La historia de Elia Álamo, una lesión medular, tres operaciones y una lucha constante para demostrar que el presente es ‘aquí y ahora’

La historia de Elia Álamo con una lesión medular

Elia Álamo, una lesión medular y una lucha constante./ Instagram

Un accidente de tráfico es el motivo por el que Elia Álamo (@_.eliag._) presenta «una lesión medular incompleta a nivel C4, a pesar de que la vértebra que me rompí fue la C5″, como ella misma define. Su historia es el reflejo de una lucha constante para demostrar que el presente es y siempre será hoy, aquí y ahora.

Elia sufrió ese fatal siniestro el 24 de diciembre de 2025, una fecha muy marcada en el calendario al ser el día en el que se celebra la Nochebuena, víspera de Navidad. Desde entonces, se ha enfrentado a un potente enemigo, tanto físico como mental: la lesión medular que le arrebató la posibilidad de caminar.

De hecho, esta joven no tapa la vulnerabilidad de la discapacidad y lamenta no poder hacer determinadas acciones que antes realizaba casi de forma automática. Sin embargo, también valora, por encima de todo, que «puedo decir que estoy viva«.

Una lesión medular y la importancia del presente

Una frase es el reflejo de lo que sintió Elia Álamo tras aquel accidente de tráfico: «Papá, no me puedo mover». Esa realidad inundó el cuerpo de esta joven cuyo testimonio se antoja tan sincero como real y expone la realidad de una lesión medular, donde la aceptación requiere tiempo y necesita ser digerida.

«Yo no percibía quedarme en una silla de ruedas«, indica Elia. Pero la discapacidad deja claro que es una condición que ninguna persona está exenta de presentar.
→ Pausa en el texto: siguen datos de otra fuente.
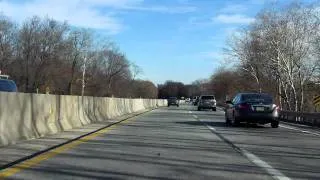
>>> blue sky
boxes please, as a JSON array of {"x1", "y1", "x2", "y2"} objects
[{"x1": 0, "y1": 0, "x2": 316, "y2": 84}]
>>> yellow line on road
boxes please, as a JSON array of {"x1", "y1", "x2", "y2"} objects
[{"x1": 0, "y1": 121, "x2": 121, "y2": 179}]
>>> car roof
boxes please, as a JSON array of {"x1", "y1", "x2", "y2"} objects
[{"x1": 238, "y1": 93, "x2": 271, "y2": 96}]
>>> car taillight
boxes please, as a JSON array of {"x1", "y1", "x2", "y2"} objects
[
  {"x1": 272, "y1": 104, "x2": 281, "y2": 112},
  {"x1": 239, "y1": 103, "x2": 250, "y2": 110}
]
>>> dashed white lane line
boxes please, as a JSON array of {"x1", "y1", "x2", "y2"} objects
[
  {"x1": 240, "y1": 149, "x2": 290, "y2": 180},
  {"x1": 193, "y1": 112, "x2": 291, "y2": 180},
  {"x1": 279, "y1": 125, "x2": 320, "y2": 136}
]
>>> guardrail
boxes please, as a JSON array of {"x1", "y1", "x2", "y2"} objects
[{"x1": 279, "y1": 111, "x2": 320, "y2": 127}]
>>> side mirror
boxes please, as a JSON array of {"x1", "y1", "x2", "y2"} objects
[{"x1": 226, "y1": 101, "x2": 233, "y2": 104}]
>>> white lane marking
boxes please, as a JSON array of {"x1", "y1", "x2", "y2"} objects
[
  {"x1": 279, "y1": 125, "x2": 320, "y2": 136},
  {"x1": 193, "y1": 112, "x2": 291, "y2": 180},
  {"x1": 206, "y1": 124, "x2": 291, "y2": 180},
  {"x1": 239, "y1": 148, "x2": 290, "y2": 180}
]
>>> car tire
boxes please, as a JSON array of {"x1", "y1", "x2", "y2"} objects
[
  {"x1": 232, "y1": 116, "x2": 240, "y2": 127},
  {"x1": 271, "y1": 121, "x2": 279, "y2": 128}
]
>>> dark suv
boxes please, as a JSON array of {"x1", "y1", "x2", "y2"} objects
[
  {"x1": 0, "y1": 79, "x2": 17, "y2": 92},
  {"x1": 168, "y1": 97, "x2": 179, "y2": 107},
  {"x1": 225, "y1": 93, "x2": 279, "y2": 128}
]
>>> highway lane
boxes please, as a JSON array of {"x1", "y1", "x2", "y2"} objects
[
  {"x1": 3, "y1": 106, "x2": 320, "y2": 180},
  {"x1": 193, "y1": 106, "x2": 320, "y2": 179}
]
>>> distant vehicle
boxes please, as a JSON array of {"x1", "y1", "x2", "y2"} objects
[
  {"x1": 198, "y1": 95, "x2": 217, "y2": 111},
  {"x1": 225, "y1": 93, "x2": 279, "y2": 128},
  {"x1": 0, "y1": 75, "x2": 18, "y2": 92},
  {"x1": 168, "y1": 97, "x2": 179, "y2": 107},
  {"x1": 192, "y1": 96, "x2": 199, "y2": 106}
]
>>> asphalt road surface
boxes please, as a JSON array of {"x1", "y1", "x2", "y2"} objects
[{"x1": 3, "y1": 105, "x2": 320, "y2": 180}]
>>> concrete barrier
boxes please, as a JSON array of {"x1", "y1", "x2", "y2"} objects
[{"x1": 0, "y1": 92, "x2": 167, "y2": 146}]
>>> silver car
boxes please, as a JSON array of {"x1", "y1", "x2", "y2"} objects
[{"x1": 198, "y1": 95, "x2": 217, "y2": 111}]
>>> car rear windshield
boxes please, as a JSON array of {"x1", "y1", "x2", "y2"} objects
[
  {"x1": 242, "y1": 94, "x2": 273, "y2": 104},
  {"x1": 201, "y1": 96, "x2": 214, "y2": 99},
  {"x1": 0, "y1": 80, "x2": 17, "y2": 92},
  {"x1": 169, "y1": 97, "x2": 177, "y2": 99}
]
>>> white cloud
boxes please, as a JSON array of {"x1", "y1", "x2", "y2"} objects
[
  {"x1": 221, "y1": 4, "x2": 248, "y2": 13},
  {"x1": 213, "y1": 14, "x2": 254, "y2": 24},
  {"x1": 123, "y1": 6, "x2": 196, "y2": 14},
  {"x1": 0, "y1": 0, "x2": 195, "y2": 34},
  {"x1": 0, "y1": 0, "x2": 123, "y2": 34}
]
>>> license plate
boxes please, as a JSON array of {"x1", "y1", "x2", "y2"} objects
[{"x1": 256, "y1": 107, "x2": 264, "y2": 112}]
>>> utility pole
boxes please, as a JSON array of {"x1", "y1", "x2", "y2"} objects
[{"x1": 81, "y1": 54, "x2": 87, "y2": 96}]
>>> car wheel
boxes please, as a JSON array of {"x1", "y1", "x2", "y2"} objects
[
  {"x1": 271, "y1": 121, "x2": 279, "y2": 128},
  {"x1": 232, "y1": 115, "x2": 240, "y2": 127}
]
Pasó tres días en un estado de coma inducido y, ahora, revela en el podcast ‘Zona Abierta‘ que la movilidad y la pinza de sus manos es lo que más echa en falta: «La mente la llevo muy mal».

El siniestro vial que le cambió la vida para siempre a esta joven también le ha invitado a asegurar que pensar más allá de lo que puedes hacer hoy es una utopía, porque «mañana puede ser tarde«. Comprender que el presente es ‘aquí y ahora’ no es un simple dicho; se ha convertido en una realidad y en una filosofía de vida.

Por tanto, Elia indica que «si tienes que llamar a alguien, que lo hagas; si tienes que comerte algo, que lo hagas; no te lo pienses, porque igual mañana no lo puedes hacer«. Ella, por su parte, detalla que ni siquiera puede peinarse el pelo ni coger «unos palillos para comer una pieza de sushi tranquila».

La lesión medular de Álamo también le ha hecho comprender que no se lidia sólo con el aspecto físico, sino también con el plano mental y con los pensamientos que aparecen para poner la vida ‘patas arriba’. Sin embargo, reconoce la importancia de estar bien rodeada por un entorno sano: «Es duro estar así, pero es más duro dejarlos a ellos«.

Un aprendizaje y una etapa de la vida

En un principio, Elia Álamo asegura que su lesión medular la concebía como «mi mayor pesadilla». Sin embargo, meses más tarde, es capaz de pensar y exponer «que es un aprendizaje más y una etapa de mi vida, que por desgracia o por suerte me ha tocado vivir».

Mientras estaba ingresada en el Hospital Nacional de Parapléjicos de Toledo, Álamo explicaba cómo y cuál era el alcance de su lesión: «Tengo una lesión medular incompleta a nivel C4, a pesar de que la vértebra que me rompí fue la C5, y tuvieron que fijarla a C4 a C6«.

Del mismo modo, valora que «tengo sensibilidad en todo el cuerpo, y también al ser incompleta, es una buena señal. Estoy empezando a ganar movilidad y mi objetivo es conseguir rehabilitar todo lo que pueda y poder seguir adelante«.

Ahora, siendo «sólo el comienzo de mi nueva vida», la lesión medular de Elia Álamo le ha motivado para seguir «luchando, trabajando y dándolo todo«, tanto por ella misma como por todas las personas que le acompañan en este proceso.